Autrement dit, il n’y a en travers de mon chemin qu’un fantôme : la gravitation est la gravitation des gravitations, proportionnelle à la gravitation (la masse) et inversement proportionnelle au carré de la gravitation (la distance).

Dans une quasi-existence, c’est ce qu’on fait de mieux comme définition.

(Charles Hoyt Fort, Le livre des damnés, 1919)

C’est pas la gravité c’est la densité ?

J’ajoute une remarque sur l’alternative dont j’entends souvent parler : la densité.

La densité c’est la masse volumique d’une chose par rapport à une masse volumique de référence (eau, air…).

Comment on mesure une masse volumique ? En calculant ou mesurant le volume, l’étalement dans l’espace. Et ensuite, la masse ? Elle est obtenue en mesurant… le poids ! Qu’est-ce que le poids ? La force d’attraction vers le sol.

Dire que l’attraction est due à la densité, puisque la densité vaut par définition l’attraction vers le sol, c’est obtenir l’équation A = A.
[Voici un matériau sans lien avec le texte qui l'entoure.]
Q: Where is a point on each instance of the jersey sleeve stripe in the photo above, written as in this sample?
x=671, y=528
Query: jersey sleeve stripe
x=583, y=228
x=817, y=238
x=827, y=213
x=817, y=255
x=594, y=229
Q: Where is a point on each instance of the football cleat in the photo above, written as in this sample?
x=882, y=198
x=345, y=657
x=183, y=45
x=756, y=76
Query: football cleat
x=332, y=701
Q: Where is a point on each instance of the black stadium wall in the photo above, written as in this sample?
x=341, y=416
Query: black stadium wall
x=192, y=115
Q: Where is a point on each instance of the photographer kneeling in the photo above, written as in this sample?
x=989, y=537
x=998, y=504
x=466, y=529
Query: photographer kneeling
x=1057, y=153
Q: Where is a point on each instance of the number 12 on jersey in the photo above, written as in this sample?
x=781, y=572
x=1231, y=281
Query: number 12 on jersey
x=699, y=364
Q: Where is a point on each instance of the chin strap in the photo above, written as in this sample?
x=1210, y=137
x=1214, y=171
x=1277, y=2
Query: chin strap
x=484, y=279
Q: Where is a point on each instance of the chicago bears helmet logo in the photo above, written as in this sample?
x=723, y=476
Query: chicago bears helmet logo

La densité n’est qu’une propriété, comme le poids. Il est illusoire de vouloir remplacer une force / mécanisme (gravitation) par une propriété obtenue comme une conséquence de l’attraction gravitationnelle.

La véritable problématique posée sans le savoir par les défenseurs de la densité contre la gravitation c’est en fait l’existence ou non d’une direction privilégiée, donc l’anisotropie de notre environnement. Une autre façon de poser le problème est de savoir si c’est l’existence de cette direction particulière haut/bas qui a placé la matière telle qu’elle est ou si c’est la matière elle-même par sa masse qui s’est organisée seule en créant la direction privilégiée vers le centre de gravité.